The Financial Conduct Authority, which regulates the sector, has warned that crowdfunding is risky for investors, with the message: “you are very likely to lose all your money,” because most start-ups fail.
The sector, barely five years old, is small but expanding. Last year it raised £84m, up from £3.9m in 2012, according to Nesta, an innovation charity.
That was out of a total UK alternative finance market estimated at £1.74bn. The UK is ahead of the US, which is still developing rules for retail equity crowdfunding.
“Equity crowdfunding is quite capable of raising £1bn a year, maybe more,” says Stephen Hazell-Smith, who co-founded Aim and is chairman of Business Agent, a crowdfunding aggregator.
But, he adds: “People will be eagle-eyed looking for failures.”
There are more than 30 platforms. Nesta found the average amount raised was almost £200,000, with 125 investors putting in £1,599 each.

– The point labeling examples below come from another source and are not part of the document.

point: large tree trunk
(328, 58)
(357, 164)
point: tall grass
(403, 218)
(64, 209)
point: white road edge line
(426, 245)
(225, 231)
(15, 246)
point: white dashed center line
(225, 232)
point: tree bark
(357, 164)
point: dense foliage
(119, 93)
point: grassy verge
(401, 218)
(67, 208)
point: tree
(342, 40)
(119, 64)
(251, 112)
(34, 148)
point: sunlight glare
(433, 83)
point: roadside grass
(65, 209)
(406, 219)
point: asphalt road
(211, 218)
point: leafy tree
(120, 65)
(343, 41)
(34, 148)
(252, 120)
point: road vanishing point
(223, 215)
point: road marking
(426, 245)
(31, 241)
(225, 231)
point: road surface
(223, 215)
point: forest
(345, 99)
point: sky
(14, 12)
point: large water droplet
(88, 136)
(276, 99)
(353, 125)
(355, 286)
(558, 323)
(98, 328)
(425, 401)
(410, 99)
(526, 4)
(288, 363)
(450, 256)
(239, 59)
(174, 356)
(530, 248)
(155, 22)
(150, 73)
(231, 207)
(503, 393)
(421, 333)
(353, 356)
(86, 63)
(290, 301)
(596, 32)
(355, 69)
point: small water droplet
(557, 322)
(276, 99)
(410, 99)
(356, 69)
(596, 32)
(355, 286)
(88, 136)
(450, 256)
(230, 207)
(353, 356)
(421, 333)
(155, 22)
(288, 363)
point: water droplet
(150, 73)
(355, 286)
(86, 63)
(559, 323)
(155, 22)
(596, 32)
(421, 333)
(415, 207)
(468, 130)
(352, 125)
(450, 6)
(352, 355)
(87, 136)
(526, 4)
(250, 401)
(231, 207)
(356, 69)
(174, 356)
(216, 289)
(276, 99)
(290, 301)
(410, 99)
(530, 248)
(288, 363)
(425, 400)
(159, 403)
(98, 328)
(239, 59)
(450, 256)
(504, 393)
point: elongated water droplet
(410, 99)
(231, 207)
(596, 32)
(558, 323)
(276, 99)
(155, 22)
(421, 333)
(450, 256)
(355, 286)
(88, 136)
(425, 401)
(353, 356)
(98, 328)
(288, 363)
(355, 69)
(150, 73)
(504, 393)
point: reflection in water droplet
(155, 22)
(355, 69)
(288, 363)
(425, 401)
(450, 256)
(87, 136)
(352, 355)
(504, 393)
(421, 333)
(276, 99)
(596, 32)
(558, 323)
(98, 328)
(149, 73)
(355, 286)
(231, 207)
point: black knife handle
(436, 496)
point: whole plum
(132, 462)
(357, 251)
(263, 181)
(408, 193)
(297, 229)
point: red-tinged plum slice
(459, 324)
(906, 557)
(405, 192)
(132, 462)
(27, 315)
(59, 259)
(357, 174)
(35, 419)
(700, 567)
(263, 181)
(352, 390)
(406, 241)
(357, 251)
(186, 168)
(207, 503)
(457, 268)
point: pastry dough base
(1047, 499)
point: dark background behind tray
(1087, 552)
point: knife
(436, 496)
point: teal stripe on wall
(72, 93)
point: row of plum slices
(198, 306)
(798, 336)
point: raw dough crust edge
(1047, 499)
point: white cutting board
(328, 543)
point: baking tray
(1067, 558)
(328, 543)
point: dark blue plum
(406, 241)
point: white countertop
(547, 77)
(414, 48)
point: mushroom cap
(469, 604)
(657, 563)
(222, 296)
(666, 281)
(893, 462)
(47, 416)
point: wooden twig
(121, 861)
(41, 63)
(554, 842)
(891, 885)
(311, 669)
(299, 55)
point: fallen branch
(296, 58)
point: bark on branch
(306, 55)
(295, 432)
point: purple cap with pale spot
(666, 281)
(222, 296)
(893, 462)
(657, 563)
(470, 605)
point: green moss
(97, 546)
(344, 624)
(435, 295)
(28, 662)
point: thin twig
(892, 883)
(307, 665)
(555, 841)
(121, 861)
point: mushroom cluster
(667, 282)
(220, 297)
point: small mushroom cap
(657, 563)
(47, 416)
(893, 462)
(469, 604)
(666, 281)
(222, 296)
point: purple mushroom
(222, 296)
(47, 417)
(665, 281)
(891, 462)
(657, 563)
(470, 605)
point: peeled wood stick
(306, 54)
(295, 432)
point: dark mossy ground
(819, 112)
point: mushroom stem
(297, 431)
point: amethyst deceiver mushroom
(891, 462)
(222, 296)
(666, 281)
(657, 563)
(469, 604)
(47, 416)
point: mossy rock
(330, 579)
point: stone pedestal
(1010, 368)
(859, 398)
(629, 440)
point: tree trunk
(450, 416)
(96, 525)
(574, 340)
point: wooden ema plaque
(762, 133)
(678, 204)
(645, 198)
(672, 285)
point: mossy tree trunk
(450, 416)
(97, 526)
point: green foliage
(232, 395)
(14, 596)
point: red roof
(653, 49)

Augmentum Capital, a venture capital fund backed by Lord Rothschild and Neil Woodford, the fund manager, recently led a £10m investment round into Seedrs, while corporate brokers Numis bought 8.49 per cent of Crowdcube as part of a £6m funding round.
Total raised last year via the UK crowdfunding sector
Equity crowdfunding is also attracting established companies. Sugru, a company that makes a mouldable putty, raised more than £3.5m via Crowdcube, the largest platform, in July. ISDX-listed Chapel Down winery, a UK wine producer, raised nearly £4m via Seedrs last year. Crowdcube plans to offer retail investors the chance to invest in London stock market floats.
“It’s about having options and being able to get the money quickly,” says Luke Lang, Crowdcube’s co-founder. “It can be quicker than protracted conversations with venture capitalists and angel investors.”
Companies see a benefit in having customers as shareholders, who can turn into “brand ambassadors” for their products and services. Investors often support businesses they identify with, whether it be craft beer, solar energy or computer games. It is less clear how well that might work for, say, a machine tool manufacturer.
Crowdfunding can help to fill the equity gap for start-ups but it is not necessarily easy. Crowdcube rejects 85 per cent of businesses that apply, for reasons such as being unable to substantiate claims in a pitch. Nearly half of pitches on the platform fail to reach their targets, meaning fundraising fails.
“They have to work at it,” says Tom Davies, chief investment officer at Seedrs, where six out of 10 fail to reach their target. “They have to do a lot of marketing around the crowdfunding campaign.”
Amount raised by Chapel Down winery through Seedrs
Platforms have various models: on Crowdcube, investors hold shares in companies directly. Seedrs acts as a nominee shareholder on behalf of investors, managing the investment for them. On SyndicateRoom, a “business angel” acts as lead investor and negotiates terms before funding is opened on the same terms to the crowd.
On Crowdcube, all but the largest investors receive “Class B” shares, with no voting rights or contractual protections against dilution, such as “pre-emption rights”, whereby existing investors must be offered shares before they are made available to anyone else. Crowdcube says the 2006 Companies Act gives adequate protection from unlawful dilution.
Some companies have been criticised over valuations, notably craft brewers BrewDog and Camden Town Brewery. Valuations matter, because even if investors have diversified portfolios they need to earn good returns from the few that do well.
But Stian Westlake, executive director of research at Nesta, says: “It isn’t clear to me that there is something inherent about equity crowdfunding that is more likely to generate unrealistic valuations.”
It may take at least five years before rates of return can be properly gauged as the initial cohort of businesses is sold or floated. “It is likely that the bad news will come before the good news,” Mr Westlake says. “By then we hope there will have been some success stories, even if these are anecdotal.”